Mechanism of Laccase-TEMPO-Catalyzed Oxidation of Benzyl Alcohol

The oxidation of benzyl alcohol by air, catalyzed by the organocatalyst TEMPO and the enzyme laccase has been investigated. To establish the kinetically significant pathways and corresponding kinetic parameters, a series of experiments is conducted with synthesized stable oxidized and reduced forms of the organocatalyst, the oxoammonium cation, and hydroxylamine. The time course of TEMPO and its oxidized and reduced derivatives is monitored off line by a combination of GC analysis, UV/Vis spectroscopy, EPR spectroscopy, and FTIR spectroscopy. TEMPO is found to be regenerated through noncatalyzed comproportionation of the oxoammonium cation with hydroxylamine. A kinetic model is presented based on the experimentally determined kinetically significant pathways. The time dependences of the concentrations of the three redox states of TEMPO and benzyl alcohol are adequately described by the model. The results provide new leads for the development of a practical process for a combined laccase–TEMPO‐catalyzed selective oxidation of alcohols.
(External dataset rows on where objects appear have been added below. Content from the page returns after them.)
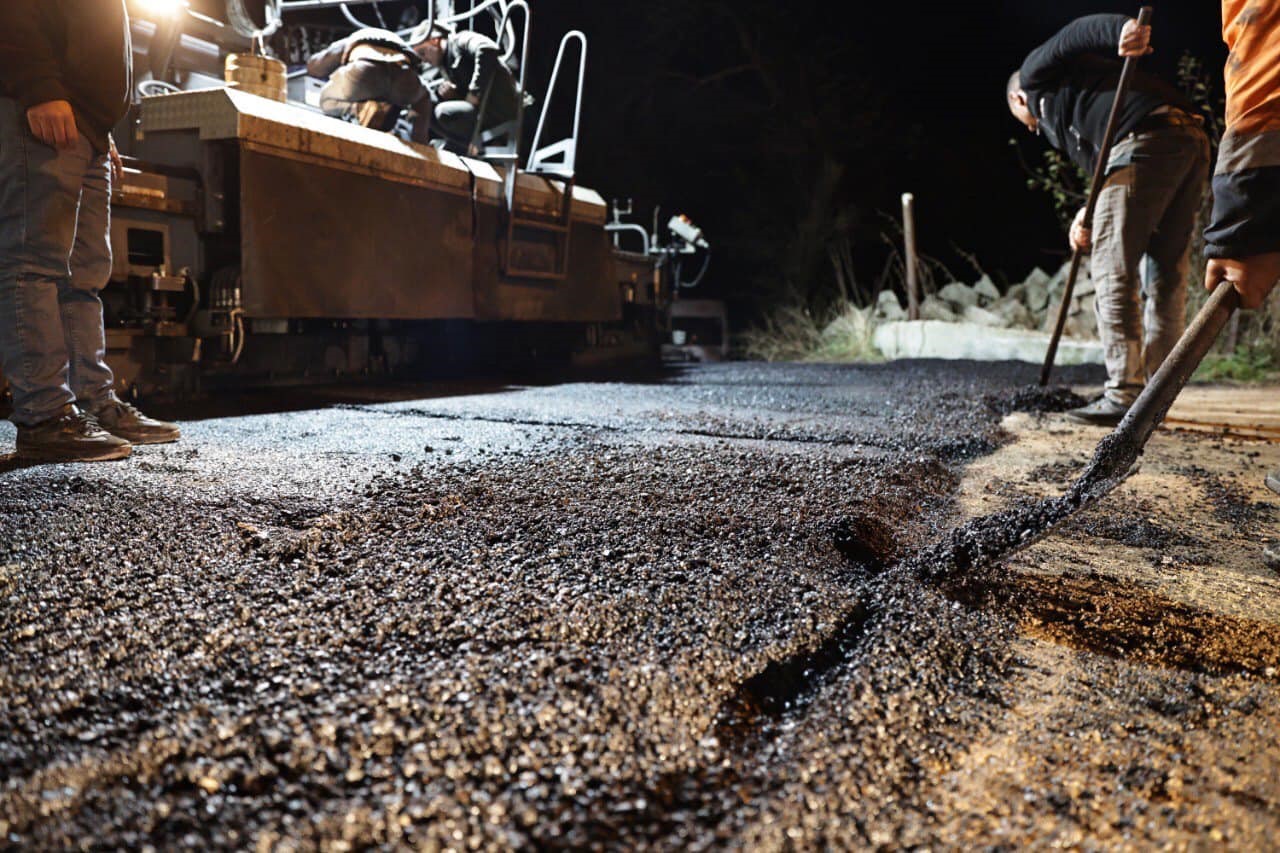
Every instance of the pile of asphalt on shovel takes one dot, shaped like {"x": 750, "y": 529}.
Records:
{"x": 458, "y": 710}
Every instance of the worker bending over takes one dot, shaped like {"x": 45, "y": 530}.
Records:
{"x": 474, "y": 76}
{"x": 1147, "y": 208}
{"x": 366, "y": 71}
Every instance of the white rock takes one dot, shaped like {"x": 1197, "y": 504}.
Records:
{"x": 1014, "y": 313}
{"x": 982, "y": 316}
{"x": 935, "y": 340}
{"x": 959, "y": 296}
{"x": 1037, "y": 277}
{"x": 986, "y": 290}
{"x": 1036, "y": 297}
{"x": 887, "y": 308}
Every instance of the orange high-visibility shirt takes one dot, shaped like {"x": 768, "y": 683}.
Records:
{"x": 1252, "y": 32}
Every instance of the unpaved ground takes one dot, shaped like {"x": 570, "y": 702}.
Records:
{"x": 1146, "y": 706}
{"x": 668, "y": 614}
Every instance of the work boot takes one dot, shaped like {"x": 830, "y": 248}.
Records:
{"x": 69, "y": 437}
{"x": 123, "y": 420}
{"x": 1102, "y": 411}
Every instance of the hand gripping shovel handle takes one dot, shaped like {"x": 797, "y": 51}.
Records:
{"x": 1100, "y": 170}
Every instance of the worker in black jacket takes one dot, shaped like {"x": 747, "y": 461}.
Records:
{"x": 474, "y": 77}
{"x": 1147, "y": 208}
{"x": 65, "y": 80}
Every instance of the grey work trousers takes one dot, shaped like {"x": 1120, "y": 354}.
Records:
{"x": 368, "y": 80}
{"x": 55, "y": 256}
{"x": 1142, "y": 231}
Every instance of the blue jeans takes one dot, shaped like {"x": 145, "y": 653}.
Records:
{"x": 55, "y": 256}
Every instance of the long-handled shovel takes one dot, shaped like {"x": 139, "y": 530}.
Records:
{"x": 1100, "y": 170}
{"x": 997, "y": 536}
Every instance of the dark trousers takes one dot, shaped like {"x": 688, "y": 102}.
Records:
{"x": 366, "y": 80}
{"x": 1146, "y": 214}
{"x": 55, "y": 255}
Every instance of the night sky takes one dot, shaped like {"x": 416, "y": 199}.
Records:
{"x": 920, "y": 101}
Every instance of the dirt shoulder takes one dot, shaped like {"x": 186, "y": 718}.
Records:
{"x": 1146, "y": 711}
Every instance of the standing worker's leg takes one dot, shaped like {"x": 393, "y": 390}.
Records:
{"x": 1119, "y": 238}
{"x": 352, "y": 85}
{"x": 1169, "y": 250}
{"x": 82, "y": 318}
{"x": 40, "y": 190}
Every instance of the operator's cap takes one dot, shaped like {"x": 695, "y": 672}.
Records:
{"x": 429, "y": 30}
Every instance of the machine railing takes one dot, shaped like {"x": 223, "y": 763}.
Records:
{"x": 543, "y": 160}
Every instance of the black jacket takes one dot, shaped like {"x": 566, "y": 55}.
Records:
{"x": 73, "y": 50}
{"x": 472, "y": 62}
{"x": 1070, "y": 83}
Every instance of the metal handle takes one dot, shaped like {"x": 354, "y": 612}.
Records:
{"x": 1160, "y": 393}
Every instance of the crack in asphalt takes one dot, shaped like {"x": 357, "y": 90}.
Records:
{"x": 609, "y": 428}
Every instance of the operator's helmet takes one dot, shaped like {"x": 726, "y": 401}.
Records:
{"x": 429, "y": 30}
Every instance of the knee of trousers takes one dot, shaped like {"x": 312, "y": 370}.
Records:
{"x": 91, "y": 274}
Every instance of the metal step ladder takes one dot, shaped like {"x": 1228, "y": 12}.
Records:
{"x": 533, "y": 240}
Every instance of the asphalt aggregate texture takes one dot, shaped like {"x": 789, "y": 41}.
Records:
{"x": 725, "y": 606}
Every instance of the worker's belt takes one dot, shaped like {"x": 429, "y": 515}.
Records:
{"x": 1168, "y": 118}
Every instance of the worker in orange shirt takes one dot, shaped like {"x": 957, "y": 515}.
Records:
{"x": 1243, "y": 240}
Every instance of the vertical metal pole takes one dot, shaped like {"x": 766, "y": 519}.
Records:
{"x": 910, "y": 259}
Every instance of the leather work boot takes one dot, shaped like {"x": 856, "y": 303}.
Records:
{"x": 1102, "y": 411}
{"x": 69, "y": 437}
{"x": 123, "y": 420}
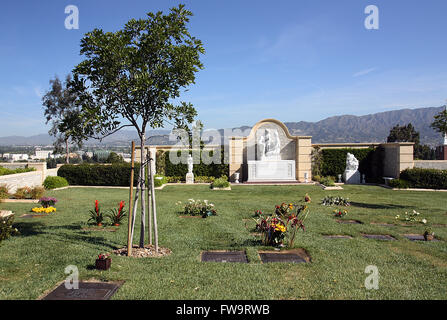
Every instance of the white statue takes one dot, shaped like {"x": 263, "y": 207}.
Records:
{"x": 351, "y": 162}
{"x": 190, "y": 164}
{"x": 190, "y": 175}
{"x": 351, "y": 174}
{"x": 269, "y": 144}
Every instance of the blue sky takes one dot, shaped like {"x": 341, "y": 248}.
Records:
{"x": 293, "y": 60}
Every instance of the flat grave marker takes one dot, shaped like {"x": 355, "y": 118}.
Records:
{"x": 417, "y": 237}
{"x": 87, "y": 291}
{"x": 379, "y": 237}
{"x": 289, "y": 256}
{"x": 224, "y": 256}
{"x": 349, "y": 221}
{"x": 336, "y": 236}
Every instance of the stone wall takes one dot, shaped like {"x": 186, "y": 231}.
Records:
{"x": 27, "y": 179}
{"x": 431, "y": 164}
{"x": 398, "y": 156}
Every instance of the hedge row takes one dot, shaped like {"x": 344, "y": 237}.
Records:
{"x": 165, "y": 167}
{"x": 333, "y": 162}
{"x": 424, "y": 178}
{"x": 117, "y": 175}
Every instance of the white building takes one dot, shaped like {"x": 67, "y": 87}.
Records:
{"x": 43, "y": 154}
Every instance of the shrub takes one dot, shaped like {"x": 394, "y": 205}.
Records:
{"x": 425, "y": 178}
{"x": 6, "y": 171}
{"x": 327, "y": 181}
{"x": 6, "y": 229}
{"x": 23, "y": 193}
{"x": 37, "y": 192}
{"x": 48, "y": 202}
{"x": 399, "y": 183}
{"x": 198, "y": 208}
{"x": 221, "y": 182}
{"x": 159, "y": 180}
{"x": 99, "y": 175}
{"x": 52, "y": 182}
{"x": 4, "y": 192}
{"x": 204, "y": 179}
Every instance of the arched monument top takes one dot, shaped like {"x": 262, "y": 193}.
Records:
{"x": 277, "y": 122}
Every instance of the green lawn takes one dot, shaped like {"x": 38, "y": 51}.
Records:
{"x": 34, "y": 262}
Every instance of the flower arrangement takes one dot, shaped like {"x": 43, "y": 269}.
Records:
{"x": 283, "y": 209}
{"x": 103, "y": 256}
{"x": 307, "y": 198}
{"x": 96, "y": 215}
{"x": 43, "y": 209}
{"x": 429, "y": 234}
{"x": 287, "y": 220}
{"x": 6, "y": 228}
{"x": 411, "y": 217}
{"x": 116, "y": 215}
{"x": 198, "y": 208}
{"x": 48, "y": 202}
{"x": 335, "y": 201}
{"x": 339, "y": 213}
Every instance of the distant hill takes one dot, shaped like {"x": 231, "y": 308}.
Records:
{"x": 369, "y": 128}
{"x": 346, "y": 128}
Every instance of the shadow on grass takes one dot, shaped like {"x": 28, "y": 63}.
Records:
{"x": 27, "y": 229}
{"x": 377, "y": 206}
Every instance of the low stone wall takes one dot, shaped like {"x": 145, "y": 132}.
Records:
{"x": 19, "y": 180}
{"x": 28, "y": 179}
{"x": 431, "y": 164}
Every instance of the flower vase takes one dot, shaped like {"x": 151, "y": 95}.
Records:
{"x": 103, "y": 264}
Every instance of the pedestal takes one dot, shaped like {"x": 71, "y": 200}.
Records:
{"x": 352, "y": 176}
{"x": 189, "y": 178}
{"x": 271, "y": 170}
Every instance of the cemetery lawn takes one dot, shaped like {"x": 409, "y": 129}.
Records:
{"x": 34, "y": 262}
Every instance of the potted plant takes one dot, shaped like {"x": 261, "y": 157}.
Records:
{"x": 116, "y": 215}
{"x": 96, "y": 215}
{"x": 103, "y": 262}
{"x": 47, "y": 202}
{"x": 429, "y": 235}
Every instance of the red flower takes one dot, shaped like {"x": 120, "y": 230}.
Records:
{"x": 121, "y": 207}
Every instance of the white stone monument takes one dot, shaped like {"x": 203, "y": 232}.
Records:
{"x": 352, "y": 174}
{"x": 190, "y": 175}
{"x": 269, "y": 166}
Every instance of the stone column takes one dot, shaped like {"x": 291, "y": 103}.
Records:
{"x": 303, "y": 158}
{"x": 236, "y": 158}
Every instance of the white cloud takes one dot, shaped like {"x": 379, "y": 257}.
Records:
{"x": 364, "y": 72}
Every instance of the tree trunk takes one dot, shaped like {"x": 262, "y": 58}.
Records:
{"x": 67, "y": 161}
{"x": 154, "y": 207}
{"x": 149, "y": 197}
{"x": 134, "y": 214}
{"x": 143, "y": 189}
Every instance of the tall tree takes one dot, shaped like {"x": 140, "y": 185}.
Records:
{"x": 63, "y": 114}
{"x": 130, "y": 78}
{"x": 440, "y": 123}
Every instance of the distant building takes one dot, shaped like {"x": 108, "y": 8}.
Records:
{"x": 43, "y": 154}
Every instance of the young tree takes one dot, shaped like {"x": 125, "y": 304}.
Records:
{"x": 63, "y": 113}
{"x": 409, "y": 134}
{"x": 440, "y": 123}
{"x": 130, "y": 78}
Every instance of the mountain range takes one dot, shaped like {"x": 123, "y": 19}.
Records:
{"x": 337, "y": 129}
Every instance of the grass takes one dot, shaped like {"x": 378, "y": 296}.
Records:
{"x": 34, "y": 262}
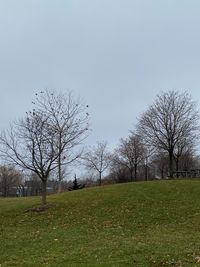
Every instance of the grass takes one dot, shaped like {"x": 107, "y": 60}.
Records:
{"x": 136, "y": 224}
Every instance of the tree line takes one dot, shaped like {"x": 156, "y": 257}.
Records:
{"x": 48, "y": 138}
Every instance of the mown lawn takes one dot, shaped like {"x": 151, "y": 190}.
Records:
{"x": 135, "y": 224}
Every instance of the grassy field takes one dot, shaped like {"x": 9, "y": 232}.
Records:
{"x": 135, "y": 224}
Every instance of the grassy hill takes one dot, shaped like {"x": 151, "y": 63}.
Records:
{"x": 135, "y": 224}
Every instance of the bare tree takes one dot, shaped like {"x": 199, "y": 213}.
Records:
{"x": 172, "y": 118}
{"x": 9, "y": 178}
{"x": 36, "y": 143}
{"x": 69, "y": 118}
{"x": 97, "y": 159}
{"x": 130, "y": 154}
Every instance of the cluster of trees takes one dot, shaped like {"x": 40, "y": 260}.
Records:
{"x": 46, "y": 140}
{"x": 162, "y": 144}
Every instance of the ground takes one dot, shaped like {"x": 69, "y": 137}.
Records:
{"x": 135, "y": 224}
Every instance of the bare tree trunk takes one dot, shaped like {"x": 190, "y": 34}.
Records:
{"x": 131, "y": 173}
{"x": 170, "y": 164}
{"x": 135, "y": 172}
{"x": 100, "y": 178}
{"x": 44, "y": 192}
{"x": 177, "y": 166}
{"x": 146, "y": 172}
{"x": 59, "y": 175}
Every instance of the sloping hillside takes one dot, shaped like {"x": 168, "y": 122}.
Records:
{"x": 135, "y": 224}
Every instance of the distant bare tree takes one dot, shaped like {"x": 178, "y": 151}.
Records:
{"x": 97, "y": 159}
{"x": 41, "y": 140}
{"x": 130, "y": 154}
{"x": 171, "y": 119}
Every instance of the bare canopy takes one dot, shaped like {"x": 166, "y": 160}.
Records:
{"x": 44, "y": 139}
{"x": 170, "y": 121}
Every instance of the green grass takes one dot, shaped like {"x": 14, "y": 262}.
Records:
{"x": 136, "y": 224}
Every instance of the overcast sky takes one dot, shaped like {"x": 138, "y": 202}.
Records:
{"x": 115, "y": 54}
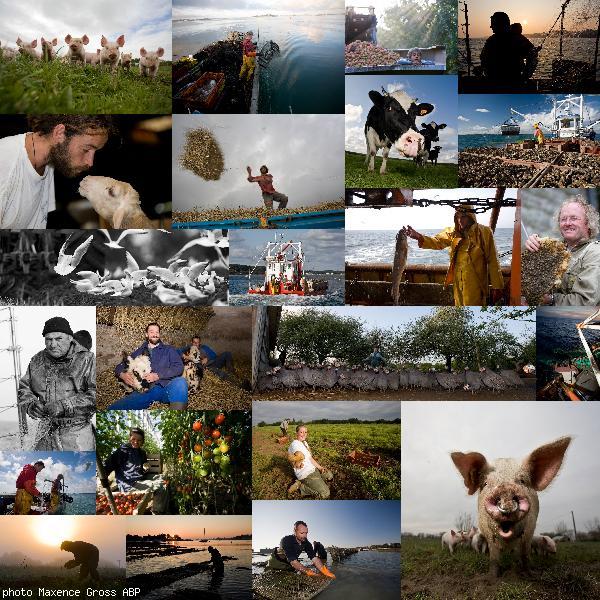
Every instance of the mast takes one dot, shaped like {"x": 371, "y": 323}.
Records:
{"x": 467, "y": 40}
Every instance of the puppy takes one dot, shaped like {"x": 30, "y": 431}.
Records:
{"x": 115, "y": 201}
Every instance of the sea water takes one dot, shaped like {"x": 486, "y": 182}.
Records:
{"x": 379, "y": 247}
{"x": 308, "y": 76}
{"x": 235, "y": 585}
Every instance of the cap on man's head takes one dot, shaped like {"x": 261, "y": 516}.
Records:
{"x": 57, "y": 325}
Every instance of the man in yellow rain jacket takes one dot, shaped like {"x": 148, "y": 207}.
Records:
{"x": 474, "y": 264}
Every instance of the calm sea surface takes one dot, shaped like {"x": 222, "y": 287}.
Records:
{"x": 235, "y": 585}
{"x": 308, "y": 76}
{"x": 379, "y": 247}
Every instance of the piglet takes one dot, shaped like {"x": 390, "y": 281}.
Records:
{"x": 110, "y": 52}
{"x": 28, "y": 49}
{"x": 76, "y": 52}
{"x": 508, "y": 502}
{"x": 149, "y": 62}
{"x": 452, "y": 538}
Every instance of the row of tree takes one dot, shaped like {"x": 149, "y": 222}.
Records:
{"x": 449, "y": 337}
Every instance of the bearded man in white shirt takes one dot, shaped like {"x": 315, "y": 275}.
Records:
{"x": 65, "y": 143}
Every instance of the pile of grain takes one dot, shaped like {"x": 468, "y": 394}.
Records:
{"x": 257, "y": 212}
{"x": 202, "y": 155}
{"x": 541, "y": 270}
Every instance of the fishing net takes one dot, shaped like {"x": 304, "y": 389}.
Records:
{"x": 278, "y": 585}
{"x": 540, "y": 270}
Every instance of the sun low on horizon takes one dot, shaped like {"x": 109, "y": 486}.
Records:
{"x": 50, "y": 532}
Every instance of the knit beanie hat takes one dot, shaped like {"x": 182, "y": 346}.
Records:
{"x": 57, "y": 325}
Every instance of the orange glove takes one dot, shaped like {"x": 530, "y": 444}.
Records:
{"x": 327, "y": 572}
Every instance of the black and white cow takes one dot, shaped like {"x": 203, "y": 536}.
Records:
{"x": 434, "y": 154}
{"x": 391, "y": 121}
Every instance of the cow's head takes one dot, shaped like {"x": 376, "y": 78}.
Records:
{"x": 399, "y": 112}
{"x": 431, "y": 131}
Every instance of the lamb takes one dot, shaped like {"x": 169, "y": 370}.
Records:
{"x": 76, "y": 52}
{"x": 139, "y": 367}
{"x": 149, "y": 62}
{"x": 110, "y": 52}
{"x": 115, "y": 201}
{"x": 28, "y": 49}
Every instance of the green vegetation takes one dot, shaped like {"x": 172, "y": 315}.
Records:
{"x": 38, "y": 87}
{"x": 447, "y": 334}
{"x": 428, "y": 573}
{"x": 272, "y": 474}
{"x": 400, "y": 173}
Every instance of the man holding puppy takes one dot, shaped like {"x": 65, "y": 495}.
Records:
{"x": 66, "y": 143}
{"x": 311, "y": 476}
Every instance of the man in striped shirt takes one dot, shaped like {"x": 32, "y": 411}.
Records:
{"x": 265, "y": 181}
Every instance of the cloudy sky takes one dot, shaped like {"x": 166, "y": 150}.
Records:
{"x": 536, "y": 16}
{"x": 429, "y": 217}
{"x": 433, "y": 492}
{"x": 144, "y": 23}
{"x": 484, "y": 113}
{"x": 343, "y": 523}
{"x": 302, "y": 152}
{"x": 271, "y": 412}
{"x": 29, "y": 325}
{"x": 436, "y": 90}
{"x": 194, "y": 9}
{"x": 79, "y": 469}
{"x": 323, "y": 248}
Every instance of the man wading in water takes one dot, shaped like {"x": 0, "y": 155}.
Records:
{"x": 265, "y": 181}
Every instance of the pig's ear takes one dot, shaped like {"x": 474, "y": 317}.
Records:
{"x": 544, "y": 462}
{"x": 470, "y": 466}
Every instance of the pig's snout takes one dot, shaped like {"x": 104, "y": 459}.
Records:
{"x": 410, "y": 143}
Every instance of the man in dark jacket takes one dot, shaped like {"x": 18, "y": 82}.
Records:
{"x": 59, "y": 389}
{"x": 166, "y": 383}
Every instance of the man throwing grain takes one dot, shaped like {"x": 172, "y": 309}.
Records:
{"x": 265, "y": 182}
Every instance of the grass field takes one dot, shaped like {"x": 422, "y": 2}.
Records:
{"x": 430, "y": 574}
{"x": 28, "y": 86}
{"x": 400, "y": 173}
{"x": 331, "y": 443}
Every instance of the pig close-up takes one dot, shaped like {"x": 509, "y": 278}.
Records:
{"x": 110, "y": 53}
{"x": 76, "y": 51}
{"x": 28, "y": 49}
{"x": 453, "y": 538}
{"x": 149, "y": 62}
{"x": 508, "y": 504}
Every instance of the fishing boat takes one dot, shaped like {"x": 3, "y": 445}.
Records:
{"x": 423, "y": 284}
{"x": 566, "y": 75}
{"x": 510, "y": 127}
{"x": 284, "y": 272}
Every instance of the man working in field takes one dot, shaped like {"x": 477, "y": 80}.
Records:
{"x": 285, "y": 556}
{"x": 265, "y": 181}
{"x": 579, "y": 223}
{"x": 65, "y": 143}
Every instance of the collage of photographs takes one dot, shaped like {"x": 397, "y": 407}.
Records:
{"x": 214, "y": 322}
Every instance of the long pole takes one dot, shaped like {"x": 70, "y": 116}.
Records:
{"x": 467, "y": 40}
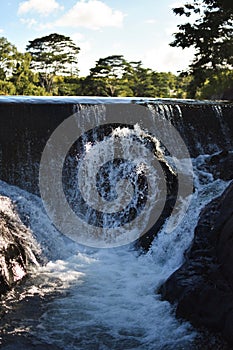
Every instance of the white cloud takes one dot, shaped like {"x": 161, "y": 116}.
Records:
{"x": 93, "y": 14}
{"x": 29, "y": 22}
{"x": 168, "y": 59}
{"x": 43, "y": 7}
{"x": 150, "y": 21}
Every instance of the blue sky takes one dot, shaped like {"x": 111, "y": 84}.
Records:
{"x": 139, "y": 30}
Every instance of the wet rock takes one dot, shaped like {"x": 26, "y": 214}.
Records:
{"x": 18, "y": 249}
{"x": 220, "y": 165}
{"x": 202, "y": 288}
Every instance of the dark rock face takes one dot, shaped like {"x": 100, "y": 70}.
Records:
{"x": 203, "y": 286}
{"x": 220, "y": 165}
{"x": 18, "y": 249}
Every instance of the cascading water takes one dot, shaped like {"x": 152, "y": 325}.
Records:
{"x": 106, "y": 298}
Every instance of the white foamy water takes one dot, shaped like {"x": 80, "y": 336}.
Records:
{"x": 107, "y": 297}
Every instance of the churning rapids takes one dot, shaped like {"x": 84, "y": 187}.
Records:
{"x": 86, "y": 298}
{"x": 105, "y": 298}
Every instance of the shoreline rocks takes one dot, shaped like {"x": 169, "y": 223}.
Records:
{"x": 202, "y": 288}
{"x": 18, "y": 249}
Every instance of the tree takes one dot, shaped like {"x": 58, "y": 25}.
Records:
{"x": 210, "y": 32}
{"x": 24, "y": 79}
{"x": 140, "y": 80}
{"x": 107, "y": 77}
{"x": 53, "y": 55}
{"x": 8, "y": 58}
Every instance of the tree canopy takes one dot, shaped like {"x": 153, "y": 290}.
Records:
{"x": 53, "y": 55}
{"x": 210, "y": 31}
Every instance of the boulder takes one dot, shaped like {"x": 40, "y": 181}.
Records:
{"x": 18, "y": 249}
{"x": 202, "y": 288}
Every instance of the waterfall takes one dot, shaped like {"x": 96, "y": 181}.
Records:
{"x": 89, "y": 178}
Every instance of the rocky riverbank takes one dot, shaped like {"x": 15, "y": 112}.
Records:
{"x": 202, "y": 288}
{"x": 18, "y": 248}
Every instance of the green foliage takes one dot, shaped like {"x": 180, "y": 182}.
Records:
{"x": 210, "y": 32}
{"x": 53, "y": 55}
{"x": 8, "y": 58}
{"x": 216, "y": 84}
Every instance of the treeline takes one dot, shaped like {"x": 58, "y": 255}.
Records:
{"x": 50, "y": 67}
{"x": 50, "y": 64}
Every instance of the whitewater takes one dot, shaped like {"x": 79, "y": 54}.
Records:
{"x": 106, "y": 298}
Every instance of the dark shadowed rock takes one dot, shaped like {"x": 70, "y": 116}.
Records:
{"x": 202, "y": 288}
{"x": 18, "y": 249}
{"x": 220, "y": 165}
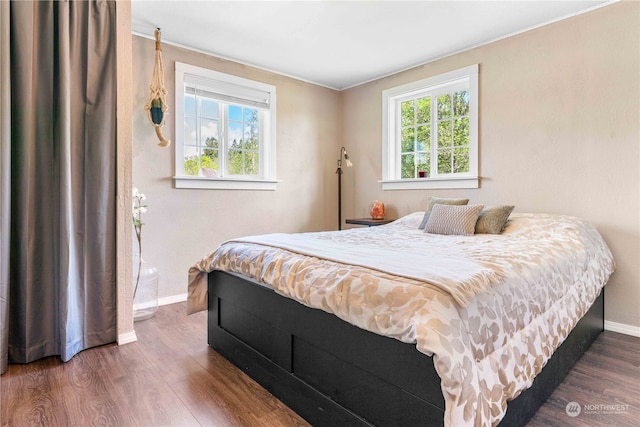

A change of TEMPO: The mechanism of benzyl alcohol conversion to benzaldehyde in air catalyzed by the o rganocatalyst 2,2,6,6‐tetramethylpiperidinyl‐1‐oxyl (TEMPO) and the enzyme laccase is elucidated. In the organocatalytic cycle, TEMPO is regenerated through noncatalyzed comproportionation of the oxoammonium cation with hydroxylamine. Based on this mechanism, a kinetic model has been developed and validated.